The synthetic intermediate used in the method for producing 2-amino-6-halogenopurine is (1) a compound represented by the general formula (1) and (2) a compound represented by the general formula (1) 2 represented by the general formula (2) obtained in the process of synthesizing 2-amino-6-halogenopurine using a compound
-Formylamino-6-halogenopurine or a salt thereof.

First, a compound represented by the general formula (1), which is a novel synthetic intermediate, and a method for producing the compound,
This will be described below.

In the compound represented by the general formula (1),
The groups represented by R ¹ and R ² are a hydrogen atom, a methyl group,
It is an ethyl group or an aromatic group. Examples of the aromatic group include a phenyl group.

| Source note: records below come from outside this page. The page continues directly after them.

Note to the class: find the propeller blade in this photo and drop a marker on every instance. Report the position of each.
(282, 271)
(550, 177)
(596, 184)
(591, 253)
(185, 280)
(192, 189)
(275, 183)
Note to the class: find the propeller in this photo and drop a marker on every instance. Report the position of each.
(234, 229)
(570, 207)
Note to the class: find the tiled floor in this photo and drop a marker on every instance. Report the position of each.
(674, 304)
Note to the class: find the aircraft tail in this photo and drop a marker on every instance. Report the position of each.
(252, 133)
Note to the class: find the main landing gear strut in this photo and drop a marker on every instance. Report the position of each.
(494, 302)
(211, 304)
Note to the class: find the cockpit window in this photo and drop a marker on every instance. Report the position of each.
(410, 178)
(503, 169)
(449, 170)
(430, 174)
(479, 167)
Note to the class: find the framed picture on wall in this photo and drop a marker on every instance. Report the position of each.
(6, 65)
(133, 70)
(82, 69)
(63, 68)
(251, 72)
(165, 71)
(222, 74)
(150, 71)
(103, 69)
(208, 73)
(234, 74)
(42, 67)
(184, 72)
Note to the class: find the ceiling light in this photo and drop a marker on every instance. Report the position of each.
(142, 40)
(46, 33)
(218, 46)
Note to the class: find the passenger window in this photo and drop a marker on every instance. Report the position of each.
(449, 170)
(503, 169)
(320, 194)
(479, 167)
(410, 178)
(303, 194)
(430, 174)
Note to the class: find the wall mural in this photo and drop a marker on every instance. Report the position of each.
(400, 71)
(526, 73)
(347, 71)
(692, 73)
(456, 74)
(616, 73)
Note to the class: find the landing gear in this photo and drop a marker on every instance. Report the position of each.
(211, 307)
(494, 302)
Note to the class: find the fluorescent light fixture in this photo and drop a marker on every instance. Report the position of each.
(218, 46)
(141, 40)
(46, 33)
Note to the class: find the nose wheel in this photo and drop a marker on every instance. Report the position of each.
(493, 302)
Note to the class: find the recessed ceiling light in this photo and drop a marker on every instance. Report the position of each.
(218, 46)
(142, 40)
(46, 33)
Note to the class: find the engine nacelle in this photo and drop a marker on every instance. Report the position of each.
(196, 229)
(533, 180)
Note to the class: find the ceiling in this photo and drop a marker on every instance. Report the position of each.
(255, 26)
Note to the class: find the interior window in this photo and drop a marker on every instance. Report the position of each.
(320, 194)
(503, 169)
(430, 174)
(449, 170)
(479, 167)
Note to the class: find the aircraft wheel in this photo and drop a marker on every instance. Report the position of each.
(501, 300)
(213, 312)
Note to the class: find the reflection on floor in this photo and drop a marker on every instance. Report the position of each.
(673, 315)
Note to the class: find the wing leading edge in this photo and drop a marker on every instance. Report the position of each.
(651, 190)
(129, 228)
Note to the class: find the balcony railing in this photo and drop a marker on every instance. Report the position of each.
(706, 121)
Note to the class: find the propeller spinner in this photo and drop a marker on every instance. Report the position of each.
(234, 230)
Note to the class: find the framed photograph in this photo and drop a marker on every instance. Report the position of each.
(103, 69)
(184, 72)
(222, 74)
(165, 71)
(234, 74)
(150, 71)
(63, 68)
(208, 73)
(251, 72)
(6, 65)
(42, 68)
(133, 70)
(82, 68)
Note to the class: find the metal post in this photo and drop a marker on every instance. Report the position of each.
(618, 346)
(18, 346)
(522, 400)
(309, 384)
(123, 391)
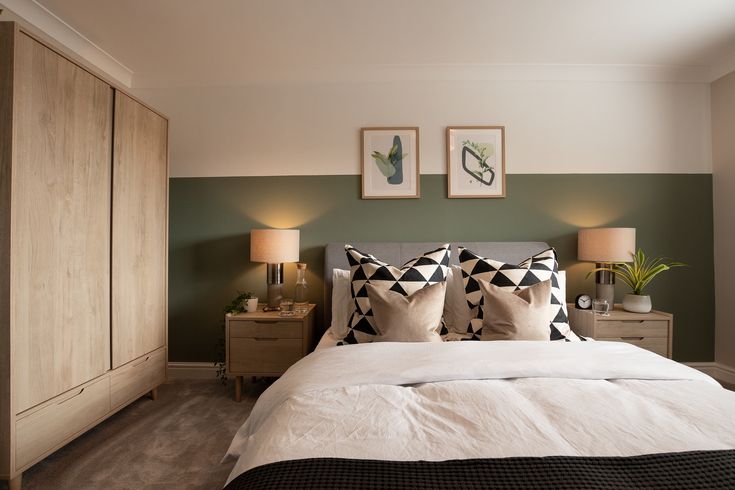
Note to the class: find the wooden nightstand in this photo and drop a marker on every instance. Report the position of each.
(266, 344)
(651, 331)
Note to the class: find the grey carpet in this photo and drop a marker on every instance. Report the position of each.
(174, 442)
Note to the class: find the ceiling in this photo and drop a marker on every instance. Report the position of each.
(235, 41)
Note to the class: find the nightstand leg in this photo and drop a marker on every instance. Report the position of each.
(238, 388)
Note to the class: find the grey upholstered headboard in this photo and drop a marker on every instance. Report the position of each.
(398, 253)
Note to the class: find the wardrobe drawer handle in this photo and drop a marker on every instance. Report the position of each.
(71, 397)
(141, 362)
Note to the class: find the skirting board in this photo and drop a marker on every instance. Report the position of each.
(192, 370)
(206, 370)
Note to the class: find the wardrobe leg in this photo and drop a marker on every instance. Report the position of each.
(238, 388)
(15, 483)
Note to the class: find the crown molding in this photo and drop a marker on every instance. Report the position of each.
(304, 74)
(62, 33)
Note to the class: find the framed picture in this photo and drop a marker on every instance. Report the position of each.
(390, 163)
(476, 161)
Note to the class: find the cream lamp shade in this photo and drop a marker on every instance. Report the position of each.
(606, 245)
(274, 246)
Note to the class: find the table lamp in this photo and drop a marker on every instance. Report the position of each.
(274, 247)
(606, 246)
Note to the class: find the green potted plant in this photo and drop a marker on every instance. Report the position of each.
(637, 275)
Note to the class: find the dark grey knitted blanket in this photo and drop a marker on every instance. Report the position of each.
(687, 470)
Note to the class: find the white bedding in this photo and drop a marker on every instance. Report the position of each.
(456, 400)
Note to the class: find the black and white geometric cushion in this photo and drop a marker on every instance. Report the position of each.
(541, 267)
(430, 268)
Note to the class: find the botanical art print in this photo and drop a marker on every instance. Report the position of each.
(390, 163)
(476, 161)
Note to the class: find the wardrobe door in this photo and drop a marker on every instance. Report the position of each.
(60, 231)
(139, 200)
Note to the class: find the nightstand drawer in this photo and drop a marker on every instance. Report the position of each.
(266, 329)
(658, 345)
(263, 354)
(632, 328)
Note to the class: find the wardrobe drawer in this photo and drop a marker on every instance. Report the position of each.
(266, 329)
(263, 355)
(40, 430)
(632, 328)
(132, 380)
(658, 345)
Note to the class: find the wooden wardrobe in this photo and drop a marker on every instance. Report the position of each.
(83, 250)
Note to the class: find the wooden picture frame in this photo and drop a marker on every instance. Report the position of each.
(476, 162)
(389, 163)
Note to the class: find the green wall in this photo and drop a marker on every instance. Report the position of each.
(210, 219)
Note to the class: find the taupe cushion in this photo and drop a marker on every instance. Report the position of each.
(515, 315)
(413, 318)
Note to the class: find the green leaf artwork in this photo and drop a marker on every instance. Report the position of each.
(391, 165)
(481, 153)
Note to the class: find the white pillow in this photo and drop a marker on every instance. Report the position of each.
(457, 314)
(342, 303)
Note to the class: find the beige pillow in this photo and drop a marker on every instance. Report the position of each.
(518, 315)
(414, 318)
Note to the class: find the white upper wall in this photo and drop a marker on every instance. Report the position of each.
(551, 126)
(282, 87)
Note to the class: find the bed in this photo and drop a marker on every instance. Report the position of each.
(516, 414)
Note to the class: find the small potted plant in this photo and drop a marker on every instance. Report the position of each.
(637, 276)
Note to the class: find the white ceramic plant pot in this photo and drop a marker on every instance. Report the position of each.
(251, 305)
(637, 303)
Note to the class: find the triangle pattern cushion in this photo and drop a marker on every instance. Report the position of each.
(541, 267)
(430, 268)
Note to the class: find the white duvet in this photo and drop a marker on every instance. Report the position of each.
(456, 400)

R ³ represents a single bond or a linear alkylene group having 1 to 5 carbon atoms such as a methylene group, an ethylene group and a propylene group. The group represented by R ⁴ is a hydrogen atom, an alkyl group having 1 to 5 carbon atoms or an aromatic group, and examples of the alkyl group or the aromatic group are the same as those described above. Preferred examples of the compound represented by the general formula (1) represented by such a substituent include, for example, both R ¹ and R ² are methyl groups, or one is a phenyl group and the other is a methyl group; ³ is a single bond and R ⁴ is a hydrogen atom compound.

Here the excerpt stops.